Daily Rotation Search and Hot Topics Progress

Posted: 02/04/10, 9:53 pm
by bob
OK, this time I have it. I've concocted a script that removes duplicates from the database. Not implemented yet, but thoroughly tested. This one works -- solves the problem of flat out dupes, and dupes from the same story being posted multiple days. Also solves the problem of sites making slight changes to the title for the same story throughout the day... but that's a little bit iffier, depends on what they change and the nature of their links.

This should do wonders for the Hot Topics scripting too, since duplicates won't be counted as two hits anymore, but I need to work with that a little more before I know whether I can fully automate the process or not.

Should be fully implemented by Monday.

Posted: 02/08/10, 4:12 pm
by bob
OK, think I have it. Tell me if you see any repetition. Some hincky points not visible to users... Thinking them through to clear them up.

Also, as predicted, Hot Topics is playing nicer -- see this:

Still needs work. I might go with a one word model instead of word pairs -- might be a lot of day-to-day repetition though. For example, microsoft, apple and google would place high in the scores daily... Once again, have to think it through.

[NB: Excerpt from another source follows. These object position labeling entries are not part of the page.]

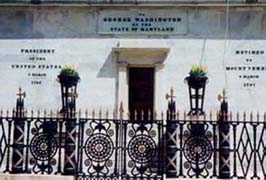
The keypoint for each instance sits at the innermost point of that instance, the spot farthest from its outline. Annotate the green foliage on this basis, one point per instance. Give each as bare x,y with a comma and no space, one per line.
69,70
198,70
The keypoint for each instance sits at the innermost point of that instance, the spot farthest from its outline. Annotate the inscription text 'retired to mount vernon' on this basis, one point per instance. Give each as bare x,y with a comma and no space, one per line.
127,22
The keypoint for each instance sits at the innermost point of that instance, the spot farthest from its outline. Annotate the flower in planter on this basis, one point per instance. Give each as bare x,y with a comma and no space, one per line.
69,75
197,77
198,70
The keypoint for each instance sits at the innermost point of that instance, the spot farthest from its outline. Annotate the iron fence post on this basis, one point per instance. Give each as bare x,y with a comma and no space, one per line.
19,124
224,142
70,141
171,138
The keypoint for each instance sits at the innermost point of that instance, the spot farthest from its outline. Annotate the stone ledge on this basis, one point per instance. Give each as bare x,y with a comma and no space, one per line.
133,2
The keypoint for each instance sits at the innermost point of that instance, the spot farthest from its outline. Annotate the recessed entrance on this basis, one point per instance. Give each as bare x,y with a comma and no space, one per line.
141,92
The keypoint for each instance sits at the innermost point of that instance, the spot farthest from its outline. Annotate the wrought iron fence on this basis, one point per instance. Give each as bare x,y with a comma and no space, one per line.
90,146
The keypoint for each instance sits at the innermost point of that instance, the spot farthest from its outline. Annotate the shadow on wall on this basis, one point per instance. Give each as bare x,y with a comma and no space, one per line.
108,69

Posted: 02/18/10, 12:25 am
by bob
Hot Topics - not sure I can make it automatic at all. No matter how complicated and screwey a scheme I come up with for automatically discovering hot topice, several of the so-called topics are nonsense.

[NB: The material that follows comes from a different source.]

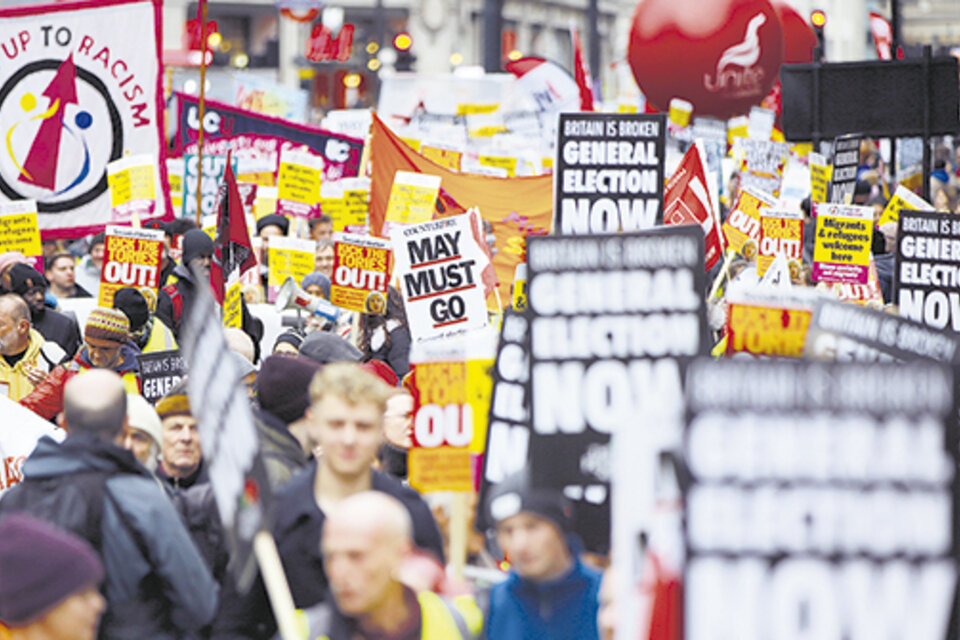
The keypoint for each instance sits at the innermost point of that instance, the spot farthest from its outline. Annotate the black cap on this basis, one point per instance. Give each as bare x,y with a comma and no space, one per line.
273,220
23,277
133,305
196,244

OK, still, maybe I'll go to hand picking them. I might not need to change them very often... I've set up a beta attempt on my test page, here, right under the top10 headlines. See what you think:

My idea is that the first row will be hand picked and change every day or so... Or at least new topics added and removed, kind of daily.... The second row is pretty permanent, since it contains topics of pretty much ongoing interest.

Or maybe I can just come up with a semi-permanent set of topics.

Any suggestions?

Posted: 02/28/10, 9:36 pm
by bob
>>>>Or maybe I can just come up with a semi-permanent set of topics.

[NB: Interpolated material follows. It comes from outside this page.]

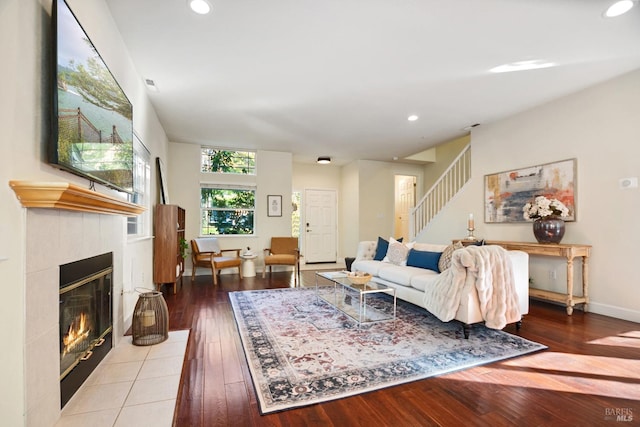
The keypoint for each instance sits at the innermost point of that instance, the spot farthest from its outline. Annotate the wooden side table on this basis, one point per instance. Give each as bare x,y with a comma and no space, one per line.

Our "All The Latest" feature's really getting a lot of use. Over the last couple hours alone, 60 hits. Any ideas for topics to add to it? Currently it has: Apple, Google, Microsoft, Linux, Windows, Security, Smartphones, Open Source, Games

Posted: 03/01/10, 2:13 am
by Gerry

Posted: 03/01/10, 5:36 am
by bob
I can do that --

There must be loads of more general terms that would result in turning up lots of headlines lots of people are interested in...?

Posted: 03/01/10, 5:44 am
by Gerry
currently the searches are returning nothing

Posted: 03/01/10, 6:30 am
by bob
I'm working on it--date problem, since it's 3-1-10 here, Perl's having a hard time figuring day -1, -2, -3 etc.... "All the Latest" is supposed to go back 4 days, including today. Getting late here though, and I'm getting tired.... I'll set up something temporary and work on the problem tomorrow.

Posted: 03/01/10, 10:45 am
by Gerry
No problems mate. Not an issue for me, just letting you know.

If you wanted to stop issues like that it's pretty simple to set up a server on your own machine and then test the code locally before uploading it to the live server. Again just FYI in case it's what you want.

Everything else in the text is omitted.